Platform-as-a-Service

Today there is the option of using Platform-as-a-Service (PaaS), a complete development and deployment environment. Architecturally, PaaS sits in between IaaS (cloud-based infrastructure without market-ready applications) and SaaS (discrete software applications hosted in, and accessed through, the cloud).

The prime example of a fully-realized PaaS is Salesforce.com (SFDC). While SFDC sells a full suite of SaaS products, the company also delivers a broadly-available platform upon which other software developers can build and market adjacent solutions. This platform ecosystem unlocks a crucial characteristic: because everything built on it shares a database, core data model, and fully-realized business logic, each individual solution can properly communicate with all the others. In other words, a Professional Services Automation (PSA) application running on SFDC can (within its granted security rights) interact natively with the CRM, and anything else that is SFDC-resident.

When business systems that solve discrete (but connected) problems communicate natively, integrations can be discarded.

The SFDC platform ecosystem has been broadly adopted, meaning Independent Software Vendors (ISVs) have developed a wide range of solutions that can be merged into any organization’s environment. Now an organization can have the best of both worlds: best-of-breed strategy, standardized on a single platform.

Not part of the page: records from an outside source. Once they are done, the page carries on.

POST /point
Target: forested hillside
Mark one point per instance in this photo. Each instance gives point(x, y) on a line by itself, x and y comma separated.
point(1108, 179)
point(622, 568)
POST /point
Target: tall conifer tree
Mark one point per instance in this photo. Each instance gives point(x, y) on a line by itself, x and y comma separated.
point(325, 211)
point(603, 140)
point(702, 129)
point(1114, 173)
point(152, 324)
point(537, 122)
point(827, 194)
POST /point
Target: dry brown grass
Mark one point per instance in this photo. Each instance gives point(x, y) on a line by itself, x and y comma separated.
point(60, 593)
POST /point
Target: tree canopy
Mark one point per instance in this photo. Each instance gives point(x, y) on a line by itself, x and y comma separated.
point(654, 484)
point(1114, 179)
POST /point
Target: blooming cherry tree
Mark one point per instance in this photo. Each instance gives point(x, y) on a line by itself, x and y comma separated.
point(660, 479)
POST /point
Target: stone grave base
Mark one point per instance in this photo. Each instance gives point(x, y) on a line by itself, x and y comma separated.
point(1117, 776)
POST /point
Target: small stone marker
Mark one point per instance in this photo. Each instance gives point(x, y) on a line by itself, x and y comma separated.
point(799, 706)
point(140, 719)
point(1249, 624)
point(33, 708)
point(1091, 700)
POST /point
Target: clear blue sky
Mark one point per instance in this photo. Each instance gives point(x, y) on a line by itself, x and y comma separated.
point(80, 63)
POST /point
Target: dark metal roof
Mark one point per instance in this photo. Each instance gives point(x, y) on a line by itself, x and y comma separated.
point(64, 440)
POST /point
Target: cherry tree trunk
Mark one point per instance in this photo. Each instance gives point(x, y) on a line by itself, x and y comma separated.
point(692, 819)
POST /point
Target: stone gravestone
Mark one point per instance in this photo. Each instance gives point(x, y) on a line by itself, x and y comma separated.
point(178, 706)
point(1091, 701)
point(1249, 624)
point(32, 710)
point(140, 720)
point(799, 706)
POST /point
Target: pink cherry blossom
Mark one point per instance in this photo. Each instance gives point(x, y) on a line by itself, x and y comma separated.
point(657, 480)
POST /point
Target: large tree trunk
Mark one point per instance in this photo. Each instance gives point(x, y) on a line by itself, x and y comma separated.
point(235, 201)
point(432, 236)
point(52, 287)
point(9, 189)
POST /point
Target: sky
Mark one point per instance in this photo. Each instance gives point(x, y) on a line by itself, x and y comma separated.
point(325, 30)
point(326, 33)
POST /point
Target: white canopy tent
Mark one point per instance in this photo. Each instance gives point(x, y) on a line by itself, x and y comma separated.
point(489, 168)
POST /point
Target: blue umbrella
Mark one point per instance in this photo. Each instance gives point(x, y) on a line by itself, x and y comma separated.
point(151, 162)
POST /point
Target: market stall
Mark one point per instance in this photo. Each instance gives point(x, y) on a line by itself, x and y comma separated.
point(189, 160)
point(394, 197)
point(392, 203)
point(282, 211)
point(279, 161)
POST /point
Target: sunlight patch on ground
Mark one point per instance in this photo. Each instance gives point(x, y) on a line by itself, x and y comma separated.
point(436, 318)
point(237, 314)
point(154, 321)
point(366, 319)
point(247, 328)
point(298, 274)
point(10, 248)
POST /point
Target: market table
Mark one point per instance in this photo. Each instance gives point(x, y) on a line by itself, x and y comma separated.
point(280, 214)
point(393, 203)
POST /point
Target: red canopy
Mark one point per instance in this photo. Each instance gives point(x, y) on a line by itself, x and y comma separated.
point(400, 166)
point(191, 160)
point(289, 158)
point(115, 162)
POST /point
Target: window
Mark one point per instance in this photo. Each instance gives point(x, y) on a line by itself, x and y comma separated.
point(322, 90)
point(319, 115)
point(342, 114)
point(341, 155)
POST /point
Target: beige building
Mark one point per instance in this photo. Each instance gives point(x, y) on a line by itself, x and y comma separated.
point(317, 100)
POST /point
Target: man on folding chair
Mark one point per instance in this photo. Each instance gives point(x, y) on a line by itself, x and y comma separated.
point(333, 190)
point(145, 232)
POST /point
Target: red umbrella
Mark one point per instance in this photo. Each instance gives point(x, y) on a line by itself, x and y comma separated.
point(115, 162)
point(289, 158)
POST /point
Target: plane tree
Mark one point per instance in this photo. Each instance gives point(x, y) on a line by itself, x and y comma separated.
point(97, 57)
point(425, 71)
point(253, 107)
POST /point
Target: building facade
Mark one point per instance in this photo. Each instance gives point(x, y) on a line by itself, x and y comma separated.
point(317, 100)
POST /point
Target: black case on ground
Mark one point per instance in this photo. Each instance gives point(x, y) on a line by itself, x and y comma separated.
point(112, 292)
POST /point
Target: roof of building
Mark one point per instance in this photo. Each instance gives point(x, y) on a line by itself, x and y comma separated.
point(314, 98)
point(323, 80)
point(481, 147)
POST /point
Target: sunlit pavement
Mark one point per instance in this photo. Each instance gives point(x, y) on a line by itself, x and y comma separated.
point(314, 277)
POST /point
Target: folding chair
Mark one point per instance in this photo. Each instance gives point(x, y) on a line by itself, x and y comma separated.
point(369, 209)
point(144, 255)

PaaS-based solutions fit into a composable technology strategy

The solutions that run on the foundational platform can be mixed and matched over time with lower transition costs than would be experienced with freestanding alternatives.

The alternatives compound already chilling Cloud challenges. The riskiest of all is the Single Vendor-Multi-Platform (SVMP) strategy. A subset of the Single Vendor strategy is rarely selected deliberately but is normally contracted when the Single Vendor acquires new technology that is both (1) in the cloud and (2) based on a wholly different infrastructure. For instance, an organization might commit to a Single Vendor for financials and HR business systems, then acquire their PSA – only to discover the latter uses completely different technologies, and requires integrations, as though it had come from a wholly different source.

In the rapidly-consolidating business systems space, finding oneself unwillingly and unwittingly in the midst of an SVMP environment is increasingly common.

Organizations can protect themselves by knowing the options available through the PaaS solutions already in place. SFDC users, for instance, can explore the AppExchange to discover adjacent business solutions that require no integrations. They should also clarify the infrastructural relationships between their vendors’ offerings: a shared logo does not guarantee smooth, integration-less connectivity.

The future of the cloud is clear: smoothly coexisting systems, seamlessly sharing data and logic, powering continuous organizational transformation. While integrations represent obvious danger zones for bugs and downtime, using the best-of-breed solutions offered by a single PaaS offers the very real opportunity to achieve perhaps the most elusive yet hard-to-attain goal: no integrations.